Duel Pastef–Kiiraay : Abdourahmane Sarr appelle à préserver la stabilité des institutions
Alors que le paysage politique sénégalais semble se diriger vers une confrontation entre le Pastef d’Ousmane Sonko et Kiiraay – Les Patriotes Républicains du président Bassirou Diomaye Faye, l’ancien ministre Abdourahmane Sarr invite les acteurs politiques à privilégier la responsabilité et l’intérêt général.
Dans une contribution publiée après le lancement du nouveau parti présidentiel, Abdourahmane Sarr a livré son analyse sur la nouvelle configuration politique du pays. L’ancien ministre de l’Économie, du Plan et de la Coopération appelle à une « responsabilité collective » afin de préserver la stabilité des institutions jusqu’aux prochaines échéances électorales.

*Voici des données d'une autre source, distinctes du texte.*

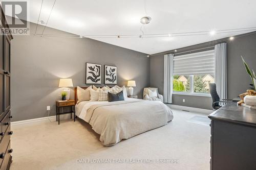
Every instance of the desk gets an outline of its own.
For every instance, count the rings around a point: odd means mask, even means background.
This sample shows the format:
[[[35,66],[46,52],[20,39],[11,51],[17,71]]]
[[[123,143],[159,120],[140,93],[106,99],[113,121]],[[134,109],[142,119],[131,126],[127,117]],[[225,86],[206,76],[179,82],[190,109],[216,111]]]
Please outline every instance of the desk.
[[[236,102],[236,103],[238,103],[238,102],[239,102],[240,101],[241,101],[242,99],[241,99],[241,98],[240,97],[237,97],[236,98],[234,98],[232,100],[232,102]]]
[[[231,102],[208,117],[210,169],[256,169],[256,110]]]

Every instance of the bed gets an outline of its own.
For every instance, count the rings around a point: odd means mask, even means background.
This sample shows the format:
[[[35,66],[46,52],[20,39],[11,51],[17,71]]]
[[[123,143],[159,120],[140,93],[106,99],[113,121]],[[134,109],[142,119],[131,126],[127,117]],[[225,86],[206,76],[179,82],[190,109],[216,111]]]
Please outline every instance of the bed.
[[[76,103],[76,95],[75,88]],[[164,126],[174,117],[170,109],[161,102],[132,98],[113,102],[83,101],[76,105],[75,111],[76,116],[100,135],[104,146]]]

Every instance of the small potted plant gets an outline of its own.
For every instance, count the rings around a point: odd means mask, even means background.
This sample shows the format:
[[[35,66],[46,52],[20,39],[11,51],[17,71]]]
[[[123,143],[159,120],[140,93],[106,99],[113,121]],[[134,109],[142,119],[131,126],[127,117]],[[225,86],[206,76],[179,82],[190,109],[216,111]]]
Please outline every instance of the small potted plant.
[[[66,91],[61,92],[61,99],[62,101],[66,101],[66,96],[68,94],[68,93]]]

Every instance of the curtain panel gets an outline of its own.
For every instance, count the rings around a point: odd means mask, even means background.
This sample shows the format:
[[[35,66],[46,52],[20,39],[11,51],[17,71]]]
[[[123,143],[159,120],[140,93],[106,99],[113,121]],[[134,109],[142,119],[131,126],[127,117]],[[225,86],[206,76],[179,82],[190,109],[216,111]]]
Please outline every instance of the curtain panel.
[[[164,55],[163,102],[173,102],[173,72],[174,55],[169,54]]]
[[[227,44],[222,43],[215,46],[215,82],[220,99],[227,98]]]

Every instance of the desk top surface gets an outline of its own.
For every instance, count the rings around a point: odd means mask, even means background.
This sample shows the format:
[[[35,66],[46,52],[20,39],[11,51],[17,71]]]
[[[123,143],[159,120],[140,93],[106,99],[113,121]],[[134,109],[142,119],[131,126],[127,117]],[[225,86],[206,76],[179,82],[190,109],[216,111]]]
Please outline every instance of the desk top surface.
[[[256,109],[250,109],[236,103],[229,103],[208,116],[217,119],[256,127]]]

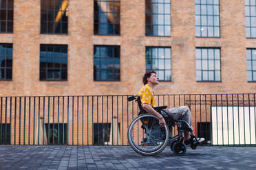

Sa réflexion part d’un message délivré par le porte-parole du Khalife général des Mourides lors de la visite du chef de l’État à Touba, appelant à éviter le « fëtël » et à privilégier la « nguurma ». Des concepts que l’ancien ministre associe à une certaine conception de l’exercice du pouvoir et de la démocratie.
S’inspirant notamment de la pensée de la philosophe Simone Weil sur les dérives possibles des partis politiques, Abdourahmane Sarr rappelle que les formations politiques restent indispensables au fonctionnement démocratique, mais qu’elles ne doivent pas devenir des structures qui enferment la pensée individuelle.
« Les partis politiques sont des instruments indispensables de la conquête démocratique du pouvoir. Mais une fois le pouvoir conquis, leur rôle change », écrit-il.
Selon lui, un président élu doit pouvoir gouverner conformément au projet présenté aux citoyens, tout en veillant à préserver l’intérêt général. Il estime que la dérive intervient lorsque « les intérêts du parti prennent le pas sur ceux de la Nation » ou lorsque les citoyens sont traités différemment selon leur proximité politique.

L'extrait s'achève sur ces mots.